Cryptomarkets have recently observed the creation of several tools to monitor cryptocurrencies price and bid/ask spreads for many of the popular cryptos across different exchanges. The aim of these software is to enable traders to gain from possibility of arbitrage arising from crytomarket’s inefficiencies, due to the price differences among cryptoexchanges. Born digitally, cryptocurrencies are naturally fit for full automated trading. There is enormous potential for cryptocurrency arbitrage thanks to these software, with many signals for tracking cryptos like Bitcoin, Ethereum, EOS, Ripple.
Cryptomarkets, as we know, are very inefficient and have a multitude of troubles. Volumes are very low, bid/ask spreads are quite high, volatility is high and predictability of opportunity signals is low. Because volumes are low, order books are thin. Network transfer speeds between wallets are also very unreliable. Cryptocurrencies transfers can take from a few minutes to many hours, depending on network’s features and bandwidth.
The exchanges are not very reliable, far from the level of the most sophisticated financial terminals. Some of them have been shut down by governments. Some others scale way too fast. Sometimes trades are not executed because of server overload. Exchanges’ API endpoints are quite unreliable. While investors search for safity, transfer times are instead very unpredictable.

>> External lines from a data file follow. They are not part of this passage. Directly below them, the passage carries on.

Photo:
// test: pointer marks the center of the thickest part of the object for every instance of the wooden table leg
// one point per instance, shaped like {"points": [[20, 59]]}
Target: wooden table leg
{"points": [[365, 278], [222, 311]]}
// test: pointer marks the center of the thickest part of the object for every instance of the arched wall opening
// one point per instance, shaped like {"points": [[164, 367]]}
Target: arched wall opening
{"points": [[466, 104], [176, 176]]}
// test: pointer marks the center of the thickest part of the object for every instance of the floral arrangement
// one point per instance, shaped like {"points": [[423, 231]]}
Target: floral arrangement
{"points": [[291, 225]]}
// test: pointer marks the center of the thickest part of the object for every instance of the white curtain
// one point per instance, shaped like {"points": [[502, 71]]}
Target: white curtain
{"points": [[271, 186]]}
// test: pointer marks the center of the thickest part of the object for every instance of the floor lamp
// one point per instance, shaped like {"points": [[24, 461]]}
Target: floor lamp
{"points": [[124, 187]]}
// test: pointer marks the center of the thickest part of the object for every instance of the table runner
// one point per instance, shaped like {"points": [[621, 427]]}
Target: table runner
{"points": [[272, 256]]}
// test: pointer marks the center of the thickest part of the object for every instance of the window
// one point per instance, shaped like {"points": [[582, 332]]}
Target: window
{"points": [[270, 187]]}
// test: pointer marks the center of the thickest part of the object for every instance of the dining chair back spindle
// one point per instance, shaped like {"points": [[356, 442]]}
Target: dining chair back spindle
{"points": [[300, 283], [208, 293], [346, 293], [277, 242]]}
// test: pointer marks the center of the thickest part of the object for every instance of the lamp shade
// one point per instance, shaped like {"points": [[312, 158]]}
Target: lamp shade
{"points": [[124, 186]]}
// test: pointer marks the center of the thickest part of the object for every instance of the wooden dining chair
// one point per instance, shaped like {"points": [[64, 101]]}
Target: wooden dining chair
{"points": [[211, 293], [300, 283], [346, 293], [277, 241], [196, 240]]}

It is quite normal, therefore, that with all these problems, an incentive to create software that enable traders to gain from these inefficiencies have been created. Traders don’t have anything to do but sit and wait for these applications to detect price spreads on different exchanges and automatically execute long/short strategies to get the most out of them. At least until the depth and liquidity of the cryptomarkets is significantly increased, it is easy to bet on the fact that these software will guarantee high profits for traders for a long time to come.